"What have you there, Juanita? Some young-ladyish romance, I suppose."

"Not at all,—it is a very rational work; though I presume you will laugh at it, because it contains a little sentiment,—you are grown so hard and cold, of late."

"Do you think so?" he asked, with a look that belied the charge.

He took up the volume, and, glancing through it, read now and then a sentence.

"What say you to this, Juanita? 'If we are still able to love one who has made us suffer, we love him more than ever.' Is that true to your experience?"
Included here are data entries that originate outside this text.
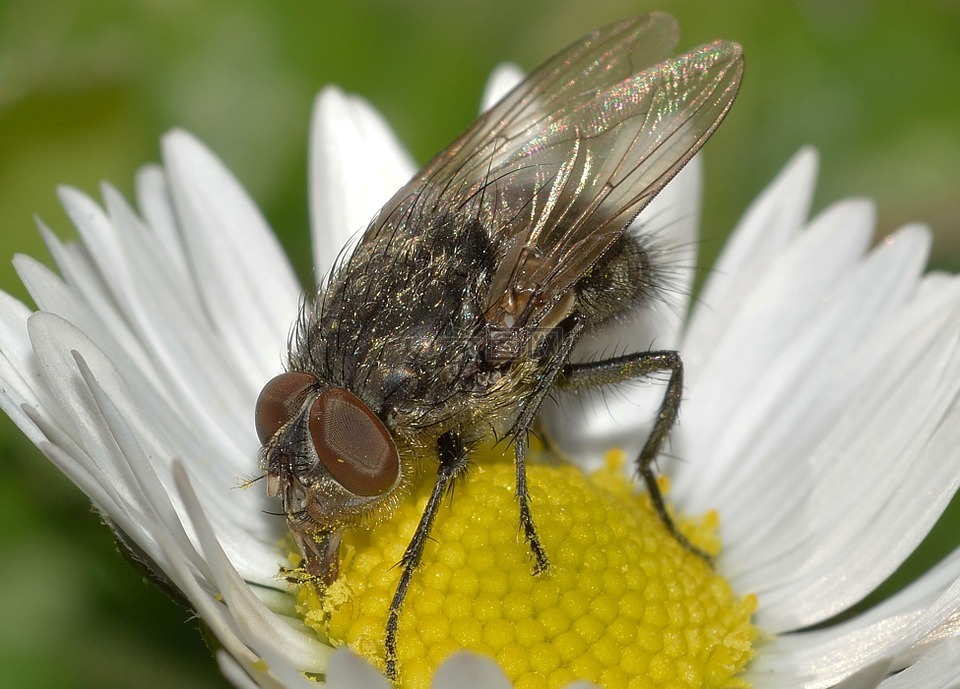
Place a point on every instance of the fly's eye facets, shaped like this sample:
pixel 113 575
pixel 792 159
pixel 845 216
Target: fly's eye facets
pixel 280 400
pixel 353 444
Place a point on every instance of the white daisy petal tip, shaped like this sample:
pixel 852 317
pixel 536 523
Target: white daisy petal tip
pixel 503 79
pixel 356 164
pixel 347 670
pixel 465 670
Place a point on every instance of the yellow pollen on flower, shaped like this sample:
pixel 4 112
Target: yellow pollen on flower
pixel 623 604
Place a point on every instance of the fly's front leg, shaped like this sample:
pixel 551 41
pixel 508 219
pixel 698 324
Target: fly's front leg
pixel 631 367
pixel 521 429
pixel 541 562
pixel 453 462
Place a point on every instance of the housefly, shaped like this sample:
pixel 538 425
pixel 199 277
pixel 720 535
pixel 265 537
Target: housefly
pixel 455 315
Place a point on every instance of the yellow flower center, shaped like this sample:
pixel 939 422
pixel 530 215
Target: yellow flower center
pixel 623 604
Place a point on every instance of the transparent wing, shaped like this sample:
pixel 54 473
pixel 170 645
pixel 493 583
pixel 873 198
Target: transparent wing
pixel 557 169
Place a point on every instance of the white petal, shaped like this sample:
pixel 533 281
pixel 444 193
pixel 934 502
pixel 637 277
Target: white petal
pixel 788 293
pixel 895 442
pixel 939 668
pixel 824 656
pixel 298 646
pixel 347 670
pixel 244 279
pixel 156 205
pixel 867 678
pixel 356 164
pixel 768 225
pixel 795 398
pixel 469 671
pixel 502 80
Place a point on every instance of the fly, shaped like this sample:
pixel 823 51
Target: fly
pixel 456 314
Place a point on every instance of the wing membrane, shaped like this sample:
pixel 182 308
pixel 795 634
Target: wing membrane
pixel 557 169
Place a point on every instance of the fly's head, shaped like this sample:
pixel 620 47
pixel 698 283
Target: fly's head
pixel 328 458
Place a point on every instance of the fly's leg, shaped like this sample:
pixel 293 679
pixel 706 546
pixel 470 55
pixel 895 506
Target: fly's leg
pixel 525 421
pixel 453 462
pixel 631 367
pixel 541 562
"No," I answered, for I liked at times to approach the topic which was always uppermost in my mind, and to see his perfect unconsciousness of it. "If any one had made me suffer, I should not stop to inquire whether I were able to love him still or not; I should have but one thought left,—revenge!"

"How very fierce!" he said, laughing. "And your idea of revenge is—what? To stab him with your own white hand?"

"No!" I said, scornfully. "To kill a person you hate is, to my mind, the most pitiful idea of vengeance. What! put him out of the world at once? Not so! He should live," I said, fixing my eyes upon him,—"and live to suffer,—and to remember, in his anguish, why he suffered, and to whose hand he owed it!"

It was a hateful speech, and would have repelled most men; for my life I dared not have made it before John. But I knew to whom I was talking, and that he had no objection to a slight spice of diablerie.

"What curious glimpses of character you open to me now and then," he said, thoughtfully. "Not very womanly, however."